Monday, October 08, 2007

Booze, Ballet, and, well, more booze....





Attending the ballet at the Carnival Center for the Performing Arts was an eye-opener for me. I just haven't been involved enough in the rich tapestry that is the Miami cultural scene, and it is reflected in my lack of knowledge about the cultural renaissance that is exploding across downtown Miami. Just kidding. It's the same old dingy, scary, empty few blocks, not much going on. I would hate to think what might happen to a couple of tourists who get a flat tire, or a couple of kids who get in a drug deal gone wrong. Because the great thing about the location of the place formerly known as the Performing Arts Center, or PAC (they sold the naming rights to Carnival Cruise Lines, which, I guess, is better than Burger King), is the close proximity to one of the most drug dealer-rich neighborhoods in Miami (after the other new and hot neighborhoods, the Design District and Wynwood). Although in this case, with all the police milling about, I would recommend you bring your own, or, as we used to say, Arrive Stoned.
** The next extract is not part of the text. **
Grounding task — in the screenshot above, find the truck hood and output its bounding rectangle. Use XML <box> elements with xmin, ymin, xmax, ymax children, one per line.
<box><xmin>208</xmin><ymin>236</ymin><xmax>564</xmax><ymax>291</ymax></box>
This is a place people love to hate, and, except for the view looking down from the fourth tier into the lobby below, which some might call 'soaring', I can understand the ambivalence. At intermission you may think about jumping, but just head over to the bar instead. Why they have volunteers or staff who don't speak English, or, even worse, slow bartenders who can barely handle a bottle of sparkling water, is beyond me. I mean, you have twelve minutes to recover at intermission, and you are going to need that drink fast! My recommendation, as with all cultural events (well, really all events in general), is bring a flask. Mine saved my evening, when, in the second portion of the show, they brought out the big hamster wheel and all the dancers started to swing from it. I actually had to slow down a little, as my head was beginning to spin as well. Luckily, I had purchased some food at the bar in anticipation of possibly peaking too soon-an 'artisanal' cheese plate. Now, I'm not no grammarian, nor am I one of those stinking word-lovers, but since when is a triangle of yellow cheese considered artisanal? And I'm pretty sure there was a tiny cube of feta, as well as an unidentifiable pale triangle that I threw on the floor in disgust after one bite. Bad cheese-I take it personally. Has 'artisanal' become just another generic buzz-word, a marketing ploy and nothing more?
Of course, at least artisanal HAD meaning at one time, as opposed to, say, Angus Beef, a pure marketing term-there is no evidence that Black Angus tastes better than Hereford, or any other breed for that matter. For you Cognac drinkers, same goes for VS and VSOP-pure industry marketing, I'm afraid. Or something that seems to be in fashion here in Miami (which means it's probably 5-10 years old), 'direct from the Chicago Stockyards'. Please. Now I'm supposed to care about exactly where they slaughtered the poor cow? “Raised on Mary Beth Willoughby's Heavenly Farms, at the foot of Mt. Shasta, in beautiful Siskiyou County, California, where he was raised in Barn No. 11, Stall D, and fed a wonderful diet of beer and Chee-tos, before we shipped him off to the Stockyards of Chicago, the Vegas of Stockyards, where we bid Brucie (our 4-year-old daughter Mollie's nickname for him-she's a big Springsteen fan!) adieu, before they hit him with the pith gun that drives an 8” spike into a cow's brain stem, killing him instantly. Enjoy!”
And speaking of beef, another very funny example of modern marketing is a TV ad from McDonald's that boasts that their beef is 'USDA inspected'. Wow, really? The only problem is that ALL beef sold in the United States must be USDA inspected, so I guess what McDonald's is saying, is that they are serving beef whose standards are the lowest they possibly can be, and still be legal for human consumption. Those are some bragging rights! And, luckily, there are several McDonald's (and not much else) in the area for your post-PAC event munchies drive-thru fix. I recommend you try the new artisanal fried apple pie.